Emmanuelle Giry : L’Institut Mérieux dispose d’un musée de sciences bactériologiques Dr Mérieux à Marcy-L’Étoile qui valorise déjà son patrimoine. Pour autant, la famille Mérieux a été convaincue de la plus-value scientifique que cela représentait. Le travail de conservation en archives et de valorisation en musée sont complémentaires et nullement concurrents. En 2023, nous avions organisé une exposition sur l’histoire hospitalière du territoire lyonnais. Ils ont constaté la complémentarité entre leurs fonds et ceux qu’on avait et le fait que de nombreux chercheurs venaient faire des recherches dans ce domaine auprès des Archives. Lorsqu’on accepte une entrée d’archives issues du privé, nous faisons le choix de conserver pour l’éternité ces documents en fonction de leur intérêt historique et patrimonial. Avec ce dépôt, c’est une manière d’inscrire l’histoire de Mérieux dans le patrimoine du territoire.
Les archives témoignent aussi bien de l’histoire industrielle de l’Institut que des avancées du développement et de la production de vaccins en santé humaine et animale.
Marie-Ange Villeret
Parmi les archives versées, y a-t-il des documents qui sortent du lot ?
Marie-Ange Villeret : Ces archives témoignent aussi bien de l’histoire industrielle de l’Institut que des avancées sur le développement et la production de vaccins en santé humaine comme celui contre la polio et en santé animale avec le vaccin contre la fièvre aphteuse. Nous avons aussi des cahiers de cours que donnait Marcel Mérieux à destination des étudiants en pharmacie et en médecine vétérinaire.
Nous avons par ailleurs des documents sur l'épopée Mérieux au moment de la grande épidémie de méningite au Brésil en 1974 et 1975. À cette période, le Brésil se tourne vers la France et l’Institut Mérieux, seul à disposer du vaccin, afin de permettre la vaccination de dix millions de personnes en moins de dix jours.
De même pendant la Seconde guerre mondiale, l’Institut Mérieux a été sollicité pour fabriquer un fortifiant pour les enfants souffrant de malnutrition à partir de sang de bœuf.
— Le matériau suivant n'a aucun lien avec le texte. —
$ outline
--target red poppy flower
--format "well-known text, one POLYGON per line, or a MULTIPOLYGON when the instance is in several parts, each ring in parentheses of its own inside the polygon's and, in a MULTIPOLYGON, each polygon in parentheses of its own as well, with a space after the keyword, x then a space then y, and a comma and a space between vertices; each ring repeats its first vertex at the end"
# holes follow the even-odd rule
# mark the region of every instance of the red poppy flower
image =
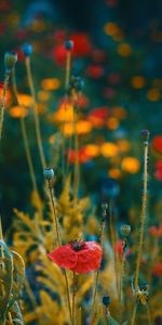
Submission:
POLYGON ((65 64, 65 61, 66 61, 66 54, 67 54, 67 51, 65 49, 65 46, 64 43, 63 44, 58 44, 54 48, 53 50, 53 56, 54 56, 54 60, 55 62, 58 64, 58 65, 64 65, 65 64))
POLYGON ((63 269, 77 273, 87 273, 99 269, 102 246, 96 242, 73 240, 54 249, 48 256, 63 269))

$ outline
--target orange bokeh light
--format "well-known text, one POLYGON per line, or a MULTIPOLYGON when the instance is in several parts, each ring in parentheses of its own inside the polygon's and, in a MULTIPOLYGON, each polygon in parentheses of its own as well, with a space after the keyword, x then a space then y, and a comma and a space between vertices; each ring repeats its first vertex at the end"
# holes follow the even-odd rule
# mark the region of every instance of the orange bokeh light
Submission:
POLYGON ((129 173, 136 173, 140 168, 140 162, 137 158, 125 157, 121 164, 122 170, 129 173))
POLYGON ((44 90, 56 90, 60 87, 60 80, 57 78, 46 78, 41 81, 41 87, 44 90))
POLYGON ((119 150, 114 143, 105 142, 100 147, 100 152, 104 157, 113 157, 113 156, 118 155, 119 150))
POLYGON ((13 106, 9 110, 10 116, 13 118, 26 117, 28 115, 28 109, 26 107, 13 106))

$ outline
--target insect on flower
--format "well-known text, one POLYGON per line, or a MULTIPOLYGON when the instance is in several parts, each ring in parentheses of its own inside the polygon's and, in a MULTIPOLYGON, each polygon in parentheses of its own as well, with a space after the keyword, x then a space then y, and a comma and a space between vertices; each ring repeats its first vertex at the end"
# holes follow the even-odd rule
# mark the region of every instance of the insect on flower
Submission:
POLYGON ((99 269, 102 252, 102 246, 96 242, 73 240, 52 250, 48 256, 63 269, 87 273, 99 269))

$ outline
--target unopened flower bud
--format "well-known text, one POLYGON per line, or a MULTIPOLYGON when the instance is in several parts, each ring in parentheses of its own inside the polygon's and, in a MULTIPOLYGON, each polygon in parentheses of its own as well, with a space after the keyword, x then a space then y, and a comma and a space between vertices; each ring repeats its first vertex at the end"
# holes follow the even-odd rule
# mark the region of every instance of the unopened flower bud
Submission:
POLYGON ((150 136, 150 131, 149 130, 141 130, 141 135, 143 135, 145 141, 148 141, 149 136, 150 136))
POLYGON ((111 303, 111 298, 109 296, 103 296, 103 304, 108 307, 111 303))
POLYGON ((123 237, 129 237, 129 235, 131 233, 131 225, 130 224, 122 224, 120 226, 120 232, 121 232, 121 235, 123 237))
POLYGON ((65 42, 65 48, 66 48, 67 51, 72 50, 73 49, 73 41, 67 40, 65 42))
POLYGON ((22 52, 25 56, 30 56, 32 54, 32 46, 25 43, 22 46, 22 52))
POLYGON ((45 180, 52 181, 54 179, 54 170, 52 168, 44 168, 43 176, 45 180))
POLYGON ((4 65, 6 70, 11 72, 17 62, 17 53, 16 52, 5 52, 4 54, 4 65))

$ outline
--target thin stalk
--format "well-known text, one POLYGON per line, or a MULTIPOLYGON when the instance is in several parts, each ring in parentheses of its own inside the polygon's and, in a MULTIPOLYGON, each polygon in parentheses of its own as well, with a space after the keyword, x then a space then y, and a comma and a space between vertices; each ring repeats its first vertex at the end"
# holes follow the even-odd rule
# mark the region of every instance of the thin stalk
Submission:
POLYGON ((79 170, 79 139, 77 133, 77 112, 73 109, 73 130, 75 130, 75 174, 73 174, 73 202, 77 203, 80 170, 79 170))
POLYGON ((6 73, 4 77, 4 84, 2 90, 2 99, 0 101, 0 140, 2 138, 2 130, 3 130, 3 119, 4 119, 4 108, 5 108, 5 96, 6 96, 6 90, 9 84, 9 78, 10 75, 6 73))
MULTIPOLYGON (((19 101, 18 91, 17 91, 17 84, 16 84, 16 78, 15 78, 15 68, 13 68, 13 70, 12 70, 12 82, 13 82, 13 91, 14 91, 15 99, 17 101, 18 106, 21 106, 21 101, 19 101)), ((30 147, 29 147, 29 140, 28 140, 25 118, 24 118, 23 114, 21 114, 21 120, 19 121, 21 121, 21 129, 22 129, 22 134, 23 134, 24 148, 25 148, 25 153, 26 153, 26 158, 27 158, 27 164, 28 164, 28 168, 29 168, 29 173, 30 173, 32 187, 33 187, 33 191, 38 192, 36 176, 35 176, 35 169, 33 169, 33 164, 32 164, 32 158, 31 158, 31 152, 30 152, 30 147)))
POLYGON ((120 291, 119 291, 119 276, 118 276, 118 252, 117 252, 117 249, 114 249, 116 248, 116 244, 117 244, 117 236, 114 234, 114 227, 113 227, 112 202, 110 202, 110 205, 109 205, 109 213, 110 213, 110 220, 109 220, 109 224, 110 224, 110 240, 111 240, 111 245, 112 245, 112 249, 113 249, 113 257, 114 257, 116 287, 117 287, 118 297, 120 297, 120 291))
POLYGON ((131 325, 135 324, 135 321, 136 321, 136 312, 137 312, 137 302, 135 302, 134 308, 133 308, 131 325))
MULTIPOLYGON (((107 204, 104 204, 103 216, 102 216, 100 227, 99 227, 99 236, 98 236, 99 237, 98 242, 100 243, 102 246, 103 246, 103 240, 104 240, 104 227, 105 227, 106 216, 107 216, 107 204)), ((94 295, 93 295, 93 303, 92 303, 92 324, 95 318, 95 307, 96 307, 98 280, 99 280, 99 269, 97 270, 97 273, 96 273, 95 286, 94 286, 94 295)))
POLYGON ((50 191, 50 202, 51 202, 51 212, 52 212, 52 219, 54 224, 54 230, 57 238, 57 246, 62 246, 59 230, 58 230, 58 219, 57 219, 57 212, 56 212, 56 206, 55 206, 55 199, 54 199, 54 192, 51 184, 51 181, 48 181, 49 191, 50 191))
POLYGON ((144 227, 145 227, 145 219, 146 219, 147 182, 148 182, 147 158, 148 158, 148 141, 145 141, 144 143, 144 194, 143 194, 143 204, 141 204, 141 217, 140 217, 141 224, 140 224, 140 233, 139 233, 139 246, 138 246, 138 255, 137 255, 136 271, 135 271, 135 296, 137 295, 139 266, 140 266, 143 245, 144 245, 144 227))
POLYGON ((148 303, 146 304, 146 310, 147 310, 148 325, 152 325, 151 313, 148 303))
POLYGON ((0 240, 3 240, 3 232, 2 232, 2 220, 0 217, 0 240))
POLYGON ((33 101, 33 118, 35 118, 37 143, 38 143, 38 148, 39 148, 39 154, 40 154, 40 159, 41 159, 42 167, 45 168, 46 167, 46 161, 45 161, 45 156, 44 156, 43 145, 42 145, 42 139, 41 139, 41 132, 40 132, 38 104, 37 104, 37 101, 36 101, 36 92, 35 92, 35 87, 33 87, 33 81, 32 81, 32 74, 31 74, 29 56, 26 57, 25 64, 26 64, 27 78, 28 78, 28 83, 29 83, 29 88, 30 88, 30 93, 31 93, 32 101, 33 101))
POLYGON ((13 325, 11 312, 9 313, 9 322, 10 322, 10 325, 13 325))
MULTIPOLYGON (((52 187, 51 181, 49 180, 48 183, 49 183, 49 191, 50 191, 51 212, 52 212, 54 229, 55 229, 56 238, 57 238, 57 246, 59 247, 59 246, 62 246, 62 240, 60 240, 60 234, 59 234, 59 229, 58 229, 58 218, 57 218, 57 211, 56 211, 56 206, 55 206, 54 193, 53 193, 53 187, 52 187)), ((72 321, 69 284, 68 284, 67 272, 66 272, 65 269, 63 269, 63 274, 64 274, 64 277, 65 277, 65 285, 66 285, 66 294, 67 294, 67 302, 68 302, 70 321, 72 321)))
MULTIPOLYGON (((135 306, 136 306, 136 298, 137 298, 139 266, 140 266, 143 246, 144 246, 144 227, 145 227, 145 219, 146 219, 147 182, 148 182, 147 158, 148 158, 148 139, 147 139, 147 141, 144 142, 144 192, 143 192, 141 214, 140 214, 139 245, 138 245, 138 255, 137 255, 136 270, 135 270, 135 285, 134 285, 135 306)), ((135 324, 135 316, 136 316, 135 306, 134 306, 134 310, 133 310, 131 325, 135 324)))
POLYGON ((72 325, 76 325, 76 272, 73 273, 72 280, 72 325))
POLYGON ((66 66, 65 66, 65 90, 69 87, 70 79, 70 64, 71 64, 71 52, 67 51, 66 55, 66 66))

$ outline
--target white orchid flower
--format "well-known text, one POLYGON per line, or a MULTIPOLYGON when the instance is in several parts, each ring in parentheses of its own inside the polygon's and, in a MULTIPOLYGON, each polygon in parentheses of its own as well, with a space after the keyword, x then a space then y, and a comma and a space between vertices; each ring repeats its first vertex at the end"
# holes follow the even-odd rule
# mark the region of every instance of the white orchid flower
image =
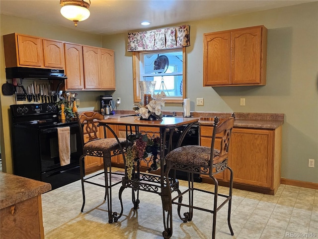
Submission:
POLYGON ((156 111, 155 113, 157 116, 159 116, 161 114, 161 106, 160 105, 157 106, 156 107, 156 111))
POLYGON ((149 117, 149 111, 148 109, 144 107, 142 107, 139 109, 139 114, 140 114, 140 116, 144 119, 148 119, 149 117))

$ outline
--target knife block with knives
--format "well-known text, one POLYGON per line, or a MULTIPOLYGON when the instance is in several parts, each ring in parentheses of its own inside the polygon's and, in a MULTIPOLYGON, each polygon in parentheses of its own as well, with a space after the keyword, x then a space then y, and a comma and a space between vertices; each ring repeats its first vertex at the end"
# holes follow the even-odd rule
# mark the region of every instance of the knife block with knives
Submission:
POLYGON ((34 81, 26 87, 26 90, 21 84, 17 83, 12 81, 13 86, 15 90, 16 101, 17 103, 20 101, 27 101, 33 103, 55 103, 57 99, 54 97, 55 91, 51 90, 50 83, 38 84, 34 81))

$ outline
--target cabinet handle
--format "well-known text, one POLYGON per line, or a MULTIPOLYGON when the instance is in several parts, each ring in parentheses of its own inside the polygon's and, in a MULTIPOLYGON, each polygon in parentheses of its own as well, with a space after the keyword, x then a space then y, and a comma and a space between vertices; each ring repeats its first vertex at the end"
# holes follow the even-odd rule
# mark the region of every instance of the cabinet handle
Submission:
POLYGON ((15 206, 11 206, 11 214, 14 215, 15 214, 15 206))

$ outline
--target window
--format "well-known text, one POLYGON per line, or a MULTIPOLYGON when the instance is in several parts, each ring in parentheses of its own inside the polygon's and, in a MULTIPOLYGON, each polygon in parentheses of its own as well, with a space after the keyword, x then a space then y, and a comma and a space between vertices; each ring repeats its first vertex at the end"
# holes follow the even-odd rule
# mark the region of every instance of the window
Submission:
POLYGON ((163 91, 166 103, 182 103, 185 98, 185 47, 134 52, 134 100, 141 101, 140 81, 156 81, 155 93, 163 91))

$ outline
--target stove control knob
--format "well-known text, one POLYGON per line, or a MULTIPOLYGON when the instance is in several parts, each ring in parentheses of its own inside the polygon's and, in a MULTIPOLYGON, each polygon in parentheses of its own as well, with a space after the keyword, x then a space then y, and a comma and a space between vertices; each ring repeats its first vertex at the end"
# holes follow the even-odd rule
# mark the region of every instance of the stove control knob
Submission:
POLYGON ((22 109, 21 107, 18 107, 18 108, 16 109, 16 112, 18 113, 22 113, 23 112, 23 109, 22 109))

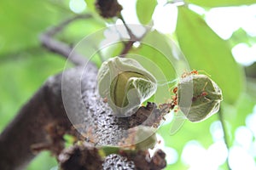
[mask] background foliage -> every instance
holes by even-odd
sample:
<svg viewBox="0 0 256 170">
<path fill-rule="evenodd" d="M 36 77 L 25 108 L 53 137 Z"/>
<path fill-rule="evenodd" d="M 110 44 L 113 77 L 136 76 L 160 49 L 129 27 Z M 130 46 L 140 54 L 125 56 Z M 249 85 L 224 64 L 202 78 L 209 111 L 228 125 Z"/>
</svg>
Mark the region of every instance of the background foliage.
<svg viewBox="0 0 256 170">
<path fill-rule="evenodd" d="M 87 7 L 85 9 L 81 10 L 81 13 L 90 13 L 93 18 L 74 22 L 57 36 L 59 39 L 70 44 L 76 43 L 82 37 L 105 26 L 106 20 L 103 20 L 96 12 L 93 5 L 94 1 L 85 0 L 85 2 Z M 138 21 L 142 24 L 154 25 L 151 20 L 153 13 L 157 4 L 162 4 L 161 2 L 158 1 L 157 3 L 155 0 L 137 0 L 136 5 L 132 8 L 135 14 L 137 14 Z M 191 10 L 188 4 L 196 4 L 204 8 L 204 10 L 207 12 L 212 8 L 216 7 L 252 5 L 256 3 L 256 1 L 186 0 L 184 2 L 186 3 L 185 6 L 178 7 L 176 31 L 172 34 L 169 33 L 168 36 L 179 43 L 179 47 L 189 60 L 191 68 L 207 72 L 223 89 L 224 100 L 222 108 L 227 128 L 226 139 L 230 147 L 233 150 L 239 147 L 245 156 L 249 156 L 249 160 L 253 161 L 256 159 L 256 128 L 249 122 L 256 120 L 256 64 L 251 65 L 238 64 L 232 56 L 231 49 L 241 42 L 253 47 L 256 44 L 256 37 L 240 28 L 234 31 L 229 39 L 224 40 L 206 22 L 204 14 Z M 120 3 L 124 4 L 125 10 L 125 3 L 120 1 Z M 81 4 L 85 3 L 83 0 L 36 2 L 25 0 L 22 3 L 14 3 L 12 1 L 1 3 L 0 79 L 2 81 L 0 83 L 0 130 L 3 130 L 8 125 L 21 105 L 30 99 L 47 77 L 63 70 L 65 60 L 56 54 L 45 51 L 40 46 L 38 37 L 47 27 L 76 15 L 75 12 L 78 13 L 78 10 L 73 9 L 74 4 L 79 4 L 81 7 Z M 148 8 L 147 13 L 144 13 L 145 8 Z M 256 14 L 254 17 L 256 17 Z M 130 23 L 128 18 L 125 18 L 125 20 L 127 20 L 127 23 Z M 107 22 L 115 21 L 108 20 Z M 168 22 L 168 20 L 166 22 Z M 223 29 L 225 29 L 224 26 Z M 148 41 L 150 41 L 150 34 L 160 35 L 161 33 L 158 31 L 148 33 L 145 37 Z M 160 36 L 159 37 L 157 42 L 163 45 L 164 42 L 165 42 L 165 40 L 161 39 Z M 106 52 L 106 56 L 119 54 L 120 48 L 122 48 L 122 45 L 117 44 Z M 157 54 L 149 47 L 135 48 L 132 49 L 132 52 L 148 56 L 148 59 L 151 60 L 154 58 L 155 62 L 162 67 L 166 76 L 173 78 L 173 68 L 170 69 L 170 67 L 164 65 L 165 60 L 161 60 L 161 54 Z M 247 56 L 244 57 L 246 60 Z M 253 114 L 253 112 L 254 114 Z M 170 126 L 168 124 L 163 125 L 160 128 L 159 133 L 164 138 L 166 150 L 170 151 L 166 151 L 169 156 L 167 157 L 171 160 L 167 169 L 188 169 L 189 167 L 192 169 L 193 163 L 184 161 L 184 150 L 188 144 L 198 146 L 197 149 L 199 150 L 195 150 L 195 152 L 198 152 L 198 150 L 210 152 L 210 148 L 213 147 L 214 144 L 223 141 L 222 131 L 219 131 L 219 139 L 216 139 L 216 133 L 218 132 L 218 129 L 219 128 L 217 128 L 215 125 L 218 122 L 219 116 L 218 115 L 200 123 L 186 122 L 183 128 L 172 136 L 170 135 Z M 212 130 L 214 128 L 217 130 Z M 244 137 L 240 132 L 243 132 L 247 135 Z M 249 139 L 247 141 L 243 141 L 241 138 Z M 190 150 L 190 152 L 193 152 L 193 150 Z M 197 156 L 198 159 L 203 157 L 201 155 Z M 208 165 L 210 165 L 214 162 L 216 157 L 207 157 L 207 159 L 209 160 Z M 198 160 L 191 162 L 195 162 Z M 248 165 L 248 162 L 243 162 L 243 160 L 240 160 L 240 163 L 244 166 Z M 55 166 L 56 166 L 56 162 L 50 157 L 49 153 L 43 152 L 31 163 L 28 169 L 44 170 L 50 169 Z M 253 169 L 251 167 L 247 167 L 247 168 Z M 194 168 L 196 168 L 196 167 Z M 203 169 L 203 167 L 197 167 L 196 169 L 200 168 Z M 214 169 L 214 167 L 212 168 Z M 218 168 L 227 169 L 227 165 L 222 162 Z M 233 168 L 242 169 L 239 167 L 233 167 Z"/>
</svg>

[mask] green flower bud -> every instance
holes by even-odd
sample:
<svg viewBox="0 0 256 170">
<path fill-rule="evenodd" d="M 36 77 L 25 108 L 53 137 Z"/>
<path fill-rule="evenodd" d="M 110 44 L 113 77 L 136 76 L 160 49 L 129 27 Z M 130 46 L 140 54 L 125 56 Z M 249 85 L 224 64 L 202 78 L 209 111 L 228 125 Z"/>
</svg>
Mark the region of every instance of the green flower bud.
<svg viewBox="0 0 256 170">
<path fill-rule="evenodd" d="M 97 76 L 98 90 L 116 116 L 128 116 L 156 91 L 155 78 L 137 60 L 115 57 L 103 62 Z"/>
<path fill-rule="evenodd" d="M 206 75 L 190 75 L 177 84 L 177 105 L 190 122 L 201 122 L 219 110 L 222 92 Z"/>
</svg>

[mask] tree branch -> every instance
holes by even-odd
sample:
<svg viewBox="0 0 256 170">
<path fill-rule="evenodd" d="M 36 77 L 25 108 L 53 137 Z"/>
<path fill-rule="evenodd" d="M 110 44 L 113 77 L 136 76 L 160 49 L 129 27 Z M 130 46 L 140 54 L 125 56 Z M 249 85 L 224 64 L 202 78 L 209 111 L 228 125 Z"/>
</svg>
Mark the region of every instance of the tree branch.
<svg viewBox="0 0 256 170">
<path fill-rule="evenodd" d="M 46 32 L 40 35 L 39 39 L 42 45 L 44 46 L 49 51 L 61 54 L 61 56 L 68 59 L 75 65 L 83 65 L 87 61 L 84 57 L 76 52 L 73 51 L 73 48 L 69 45 L 57 41 L 53 37 L 61 31 L 68 24 L 79 19 L 90 18 L 90 14 L 77 15 L 67 20 L 63 21 L 57 26 L 49 28 Z"/>
<path fill-rule="evenodd" d="M 52 36 L 72 20 L 63 22 L 40 37 L 47 48 L 66 58 L 73 49 L 53 39 Z M 69 57 L 71 61 L 77 65 L 84 65 L 86 60 L 83 56 L 73 54 Z M 118 145 L 127 137 L 127 130 L 135 122 L 131 118 L 114 116 L 95 90 L 96 76 L 97 68 L 88 62 L 85 70 L 76 66 L 49 77 L 0 134 L 0 169 L 23 169 L 35 156 L 33 151 L 40 151 L 40 149 L 49 149 L 53 154 L 59 155 L 63 150 L 62 136 L 72 129 L 74 122 L 83 125 L 82 129 L 77 129 L 79 133 L 90 133 L 96 138 L 100 146 Z M 78 88 L 79 86 L 81 89 Z M 141 114 L 143 116 L 148 115 L 151 122 L 148 126 L 153 126 L 154 120 L 160 121 L 161 117 L 160 110 L 150 111 L 154 110 L 157 110 L 155 106 L 138 110 L 145 111 Z"/>
</svg>

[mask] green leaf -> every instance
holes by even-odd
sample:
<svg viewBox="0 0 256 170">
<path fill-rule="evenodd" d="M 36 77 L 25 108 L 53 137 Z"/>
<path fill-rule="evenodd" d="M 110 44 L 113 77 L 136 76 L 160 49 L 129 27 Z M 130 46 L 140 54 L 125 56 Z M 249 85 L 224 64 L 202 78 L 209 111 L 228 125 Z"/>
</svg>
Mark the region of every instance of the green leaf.
<svg viewBox="0 0 256 170">
<path fill-rule="evenodd" d="M 176 52 L 169 42 L 166 36 L 156 31 L 150 31 L 141 41 L 140 46 L 133 48 L 131 54 L 127 56 L 140 62 L 157 79 L 160 87 L 154 95 L 157 104 L 171 98 L 169 89 L 175 85 L 177 79 L 175 66 L 180 65 L 180 60 L 173 57 L 172 54 Z"/>
<path fill-rule="evenodd" d="M 0 54 L 38 46 L 38 34 L 67 16 L 48 1 L 2 2 Z"/>
<path fill-rule="evenodd" d="M 190 68 L 210 74 L 222 89 L 224 100 L 234 103 L 242 91 L 244 75 L 227 42 L 213 32 L 200 15 L 184 6 L 178 8 L 176 33 Z"/>
<path fill-rule="evenodd" d="M 185 0 L 185 3 L 204 7 L 229 7 L 250 5 L 256 3 L 256 0 Z"/>
<path fill-rule="evenodd" d="M 148 24 L 152 20 L 152 14 L 157 4 L 156 0 L 137 0 L 136 11 L 137 18 L 142 24 Z"/>
</svg>

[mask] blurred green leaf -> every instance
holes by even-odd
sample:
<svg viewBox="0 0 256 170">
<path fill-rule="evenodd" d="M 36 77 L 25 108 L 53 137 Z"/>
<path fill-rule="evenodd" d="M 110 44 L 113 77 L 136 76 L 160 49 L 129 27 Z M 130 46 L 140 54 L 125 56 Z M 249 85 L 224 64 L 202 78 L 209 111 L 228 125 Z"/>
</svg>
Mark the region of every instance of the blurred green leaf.
<svg viewBox="0 0 256 170">
<path fill-rule="evenodd" d="M 32 161 L 26 170 L 51 170 L 57 164 L 56 159 L 50 156 L 49 151 L 43 151 Z"/>
<path fill-rule="evenodd" d="M 222 89 L 224 100 L 236 102 L 243 88 L 244 75 L 227 42 L 184 6 L 178 8 L 176 33 L 190 67 L 210 74 Z"/>
<path fill-rule="evenodd" d="M 1 2 L 0 54 L 38 45 L 38 34 L 67 15 L 48 1 Z"/>
<path fill-rule="evenodd" d="M 185 3 L 191 3 L 204 7 L 229 7 L 250 5 L 256 3 L 256 0 L 185 0 Z"/>
<path fill-rule="evenodd" d="M 232 47 L 242 42 L 248 44 L 248 46 L 256 43 L 256 38 L 248 35 L 242 28 L 236 31 L 229 41 Z"/>
<path fill-rule="evenodd" d="M 65 60 L 56 55 L 20 54 L 0 61 L 0 132 L 51 75 L 61 72 Z"/>
<path fill-rule="evenodd" d="M 152 14 L 157 4 L 156 0 L 137 0 L 136 11 L 137 18 L 143 25 L 147 25 L 152 20 Z"/>
<path fill-rule="evenodd" d="M 87 5 L 87 8 L 90 12 L 96 12 L 96 8 L 95 8 L 95 3 L 96 2 L 96 0 L 84 0 Z"/>
</svg>

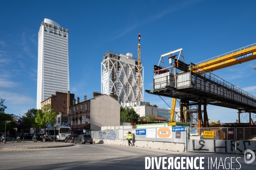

Tout cela a été permis grâce à l’Institut Mérieux qui avait installé un centre de sérum de bovidés aux abattoirs de Gerland. À travers cette histoire, on a des lettres poignantes de mères de famille qui remercient ou demande qu'on les aide.
« Des fonds en santé psychiatrique »
Plus largement, les Archives départementales et métropolitaines disposent de 25 fonds d’archives hospitalières et médicales. La santé est une de vos spécialités ?
Marie-Ange Villeret : Aux Archives départementales et métropolitaines, chaque archiviste a en charge en secteur particulier de collecte et développe une véritable expertise avec les services producteurs d’archives. Avant 2015, seuls deux fonds hospitaliers étaient conservés en nos murs. Une politique de collecte active et choisie des archives hospitalières a été mise en place. En dix ans, 25 établissements de santé sur le territoire du département du Rhône et de la métropole de Lyon ont été collectés soit presque 700 mètres linéaires. Les documents couvrent une période allant de 1280 aux années 1990 et témoignent de la vie des établissements de santé et des patients. Une attention particulière a été donnée aux archives des établissements de santé mentale.
Les Archives départementales et métropolitaines
Au sein du bâtiment de la rue du Général Mouton-Duvernet (Lyon 3), les Archives du Département du Rhône et de la Métropole de Lyon conservent plus de 56 kilomètres de documents papiers et numériques autour de l'histoire du territoire depuis le IXe siècle jusqu'à aujourd'hui.
Des milliers de documents issus des fonds des administrations publiques du Rhône sont conservés tout comme les archives notariales ainsi que des archives d'origine privée. Ces dernières ne sont pas automatiquement acceptées puisqu’elles doivent justifier d'un intérêt patrimonial et historique, sur délibération de l'assemblée compétente. Sont aussi conservés des cartes et plans, ouvrages et revues ainsi que l'état civil des habitants du territoire.